Bennett’s remarks echo what Washington Post columnist Robert J. Sampson wrote earlier this week about the usefulness of a college degree:
The rap against employment-oriented schooling is that it traps the poor and minorities in low-paying, dead-end jobs. Actually, an unrealistic expectation of college often traps them into low-paying, dead-end jobs — or no job. Learning styles differ. ‘Apprenticeship in other countries does a better job of engaging students,’ says Lerman. ‘We want to diversify the routes to rewarding careers.’ Downplaying these programs denies some students the pride and self-confidence of mastering difficult technical skills, while also fostering labor shortages.
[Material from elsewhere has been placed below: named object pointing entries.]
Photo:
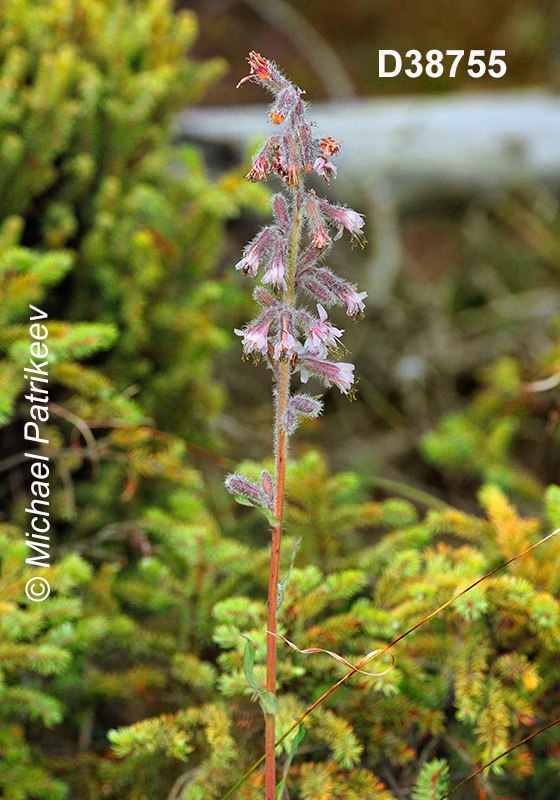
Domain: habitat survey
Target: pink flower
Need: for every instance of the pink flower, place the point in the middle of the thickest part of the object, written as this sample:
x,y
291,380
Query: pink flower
x,y
258,170
321,238
255,338
275,272
330,147
353,300
345,217
260,68
249,264
286,344
341,374
326,169
322,334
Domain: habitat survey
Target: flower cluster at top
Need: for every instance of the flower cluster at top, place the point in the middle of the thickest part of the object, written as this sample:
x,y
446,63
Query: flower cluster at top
x,y
289,253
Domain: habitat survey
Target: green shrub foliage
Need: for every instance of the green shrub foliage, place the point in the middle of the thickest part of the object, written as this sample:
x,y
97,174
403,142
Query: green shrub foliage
x,y
128,683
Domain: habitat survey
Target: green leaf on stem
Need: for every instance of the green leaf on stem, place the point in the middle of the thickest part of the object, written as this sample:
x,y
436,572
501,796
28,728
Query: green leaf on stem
x,y
268,700
283,584
269,703
295,744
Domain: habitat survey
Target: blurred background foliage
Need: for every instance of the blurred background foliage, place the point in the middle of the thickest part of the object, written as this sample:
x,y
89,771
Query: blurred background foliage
x,y
128,681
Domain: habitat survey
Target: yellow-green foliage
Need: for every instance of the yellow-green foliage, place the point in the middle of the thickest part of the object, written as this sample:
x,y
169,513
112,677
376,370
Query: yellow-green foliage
x,y
465,686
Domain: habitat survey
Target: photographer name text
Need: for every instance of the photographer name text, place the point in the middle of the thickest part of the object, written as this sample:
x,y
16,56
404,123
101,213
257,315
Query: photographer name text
x,y
436,63
36,373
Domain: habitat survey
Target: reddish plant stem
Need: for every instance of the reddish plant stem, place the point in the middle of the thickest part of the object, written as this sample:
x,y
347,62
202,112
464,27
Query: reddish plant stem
x,y
281,444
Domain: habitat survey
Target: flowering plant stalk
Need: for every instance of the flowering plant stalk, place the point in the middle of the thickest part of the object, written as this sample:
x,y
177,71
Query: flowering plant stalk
x,y
291,338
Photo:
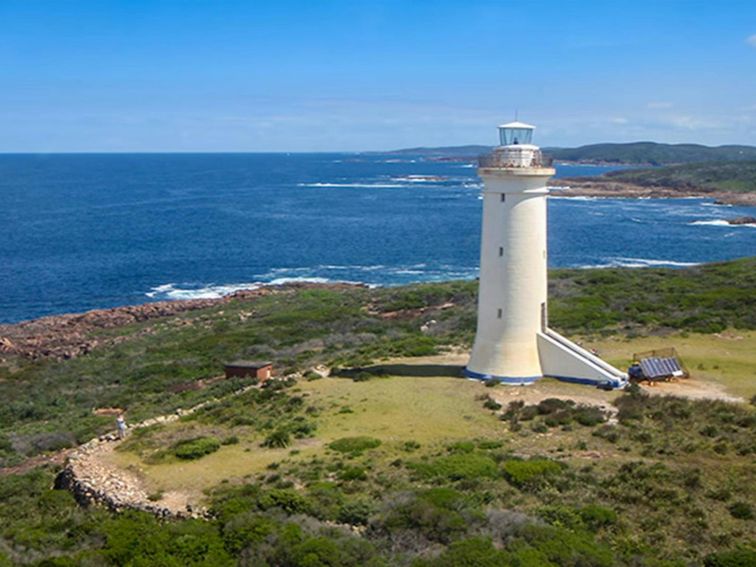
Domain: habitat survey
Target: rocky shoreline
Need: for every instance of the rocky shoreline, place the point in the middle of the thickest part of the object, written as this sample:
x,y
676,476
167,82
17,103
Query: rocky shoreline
x,y
596,187
62,337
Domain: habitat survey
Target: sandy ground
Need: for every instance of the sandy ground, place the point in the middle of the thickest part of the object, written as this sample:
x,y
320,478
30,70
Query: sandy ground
x,y
692,388
102,465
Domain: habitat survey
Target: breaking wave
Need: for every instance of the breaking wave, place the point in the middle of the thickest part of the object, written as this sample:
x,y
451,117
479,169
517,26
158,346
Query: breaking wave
x,y
619,262
351,185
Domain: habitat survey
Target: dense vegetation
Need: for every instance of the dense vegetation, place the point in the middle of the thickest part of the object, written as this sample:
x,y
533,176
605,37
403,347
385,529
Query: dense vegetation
x,y
652,153
672,491
48,405
736,176
637,153
654,482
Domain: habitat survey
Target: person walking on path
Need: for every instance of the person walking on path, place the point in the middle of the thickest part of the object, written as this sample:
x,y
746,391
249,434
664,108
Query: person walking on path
x,y
121,426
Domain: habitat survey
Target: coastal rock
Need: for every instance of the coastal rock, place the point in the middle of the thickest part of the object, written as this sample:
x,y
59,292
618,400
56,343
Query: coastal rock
x,y
62,337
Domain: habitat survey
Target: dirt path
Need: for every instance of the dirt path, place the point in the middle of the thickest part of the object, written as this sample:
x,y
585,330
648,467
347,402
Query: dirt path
x,y
91,474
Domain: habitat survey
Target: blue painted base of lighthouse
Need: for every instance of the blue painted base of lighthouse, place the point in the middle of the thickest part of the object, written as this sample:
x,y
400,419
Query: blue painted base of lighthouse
x,y
527,380
513,380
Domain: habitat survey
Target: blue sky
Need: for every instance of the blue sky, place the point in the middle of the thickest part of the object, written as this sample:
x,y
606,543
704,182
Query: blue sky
x,y
218,75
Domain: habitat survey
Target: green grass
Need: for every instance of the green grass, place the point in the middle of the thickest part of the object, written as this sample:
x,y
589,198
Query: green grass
x,y
48,404
422,465
735,176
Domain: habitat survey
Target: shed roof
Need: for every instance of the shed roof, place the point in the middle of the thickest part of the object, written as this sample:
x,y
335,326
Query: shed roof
x,y
517,124
248,364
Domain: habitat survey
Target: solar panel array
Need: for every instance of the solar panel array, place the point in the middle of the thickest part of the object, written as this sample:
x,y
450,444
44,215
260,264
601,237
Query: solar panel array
x,y
660,367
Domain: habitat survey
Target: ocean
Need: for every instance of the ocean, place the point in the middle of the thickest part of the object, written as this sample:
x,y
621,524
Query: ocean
x,y
87,231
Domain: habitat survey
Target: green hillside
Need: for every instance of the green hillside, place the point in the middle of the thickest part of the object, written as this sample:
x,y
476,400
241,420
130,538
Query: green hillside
x,y
373,467
736,176
640,153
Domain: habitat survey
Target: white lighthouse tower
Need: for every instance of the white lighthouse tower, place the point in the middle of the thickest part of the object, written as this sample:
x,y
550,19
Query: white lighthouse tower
x,y
513,343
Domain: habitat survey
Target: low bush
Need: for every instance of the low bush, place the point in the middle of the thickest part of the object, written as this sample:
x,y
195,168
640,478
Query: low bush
x,y
531,474
354,445
458,466
279,439
741,510
196,448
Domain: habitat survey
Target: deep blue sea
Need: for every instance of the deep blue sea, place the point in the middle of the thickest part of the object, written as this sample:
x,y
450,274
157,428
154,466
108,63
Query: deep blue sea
x,y
79,232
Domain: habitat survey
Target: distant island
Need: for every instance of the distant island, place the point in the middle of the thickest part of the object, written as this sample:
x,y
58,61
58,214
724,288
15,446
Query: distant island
x,y
725,173
731,182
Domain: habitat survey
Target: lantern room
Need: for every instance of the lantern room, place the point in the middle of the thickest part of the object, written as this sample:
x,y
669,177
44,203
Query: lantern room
x,y
516,133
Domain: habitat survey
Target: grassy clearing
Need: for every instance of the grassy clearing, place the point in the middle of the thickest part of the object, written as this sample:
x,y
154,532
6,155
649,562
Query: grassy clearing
x,y
394,410
48,405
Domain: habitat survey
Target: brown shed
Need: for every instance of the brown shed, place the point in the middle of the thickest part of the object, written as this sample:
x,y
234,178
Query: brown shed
x,y
259,369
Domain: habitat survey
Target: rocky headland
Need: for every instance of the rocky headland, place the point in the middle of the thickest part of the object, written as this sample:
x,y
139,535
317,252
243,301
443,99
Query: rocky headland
x,y
608,188
61,337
Sampson’s column has prompted several thoughtful responses on the future of post secondary education. We have to stop treating college-ready and career-ready as two distinct groups of students, writes Mandy Zatynski for The Quick & The Ed.
“But too often, ‘college’ is trapped in the definition of a four-year degree,” Zatynski says. “Anything less than that carries a negative stigma, as though that education is somehow less — less substantive, less important — than a bachelor’s degree.”
That was Bennett’s message Wednesday when he spoke in Greenfield. He says that education leaders have made a mistake not talking more about how to help students who aren’t headed to college to get a four-year degree. Educators need to be more attentive to the needs of students who aren’t college-bound to keep them from dropping out, he added.
—Tony Bennett
About 85 percent of Indiana students graduated from high school in 2011, though not all of them passed the required end-of-course assessments before getting their diplomas. Bennett reminded the task force that 84 percent of Indiana third graders passed the IREAD-3 this spring.
“I can’t show you that’s 1-to-1 for every kid, but I can tell you that in most settings, we know that literacy at that level is a cornerstone to success later in life,” he told the Indiana Economic Digest.
Bennett has said he wants at least 90 percent of Indiana students to graduate on time.